WLF urges Ninth Circuit to rehear propoxyphene case, remove to federal court

By Jessica M. Karmasek | Oct 22, 2013

SAN FRANCISCO (Legal Newsline) -- A public interest law and policy center headquartered in Washington, D.C., is urging a federal appeals court to uphold the right of out-of-state defendants to remove lawsuits from state to federal court when the suit involves numerous plaintiffs.

The Washington Legal Foundation, which promotes free enterprise, filed an amicus brief in Romo v. Teva Pharmaceuticals USA Inc. this week.

In its brief, WLF argues that the 2-1 decision of a three-judge panel remanding a product liability suit back to state court was "inconsistent" with the federal Class Action Fairness Act.

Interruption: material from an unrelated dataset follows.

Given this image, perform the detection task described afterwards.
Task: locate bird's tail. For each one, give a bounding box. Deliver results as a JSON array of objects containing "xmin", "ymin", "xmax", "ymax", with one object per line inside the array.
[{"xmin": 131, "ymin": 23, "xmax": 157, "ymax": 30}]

Congress adopted the Class Action Fairness Act in 2005 to ensure that the right of removal is protected for most such defendants, particularly in cases seeking significant damages and in which the plaintiff is suing to collect for alleged injuries on behalf of numerous individuals.

CAFA gives federal courts jurisdiction to certain class actions in which the amount in controversy exceeds $5 million, and in which any of the members of a class of plaintiffs is a citizen of a state different from any defendant, unless at least two-thirds or more of the members of all proposed plaintiff classes in the aggregate and the primary defendants are citizens of the state in which the action was originally filed.

Business groups and tort reform supporters lobbied for the legislation, arguing that it was needed to prevent class-action lawsuit abuse.

WLF is urging the U.S. Court of Appeals for the Ninth Circuit to rehear the case en banc.

The court's three-judge panel held that the lawsuit did not qualify as a "mass action" and was not subject to CAFA.

The foundation argues that Congress intended CAFA to apply whenever -- as in this case -- the suit combines the claims of 100 or more plaintiffs.

Even if the plaintiffs do not ask explicitly that the claims of all plaintiffs be "tried jointly," CAFA permits removal whenever the plaintiffs ask that the claims be coordinated "for all purposes," WLF asserts.

"The panel decision strongly suggests that nothing that plaintiffs' counsel could do -- short of making an explicit statement that 'we hereby propose that all claims be tried jointly' -- would ever be sufficient to trigger the mass action provision," attorneys Richard Samp and Cory Andrews wrote in the foundation's 18-page brief.

"In light of Congress's determination that it is of critical importance that defendants faced with 'mass actions' should be afforded a federal forum and that plaintiffs should not be permitted to 'game the system' for the purpose of defeating removal, the issue of whether Congress really intended to define 'mass actions' as narrowly as the panel determined warrants en banc review by this Court."

The case involves the product liability claims of more than 1,500 individuals who claim to have suffered injuries after taking medications containing the active ingredient propoxyphene, a drug that was widely marketed in the United States between 1957 and 2010.

Named as defendants are nearly a dozen pharmaceutical manufacturers and wholesalers.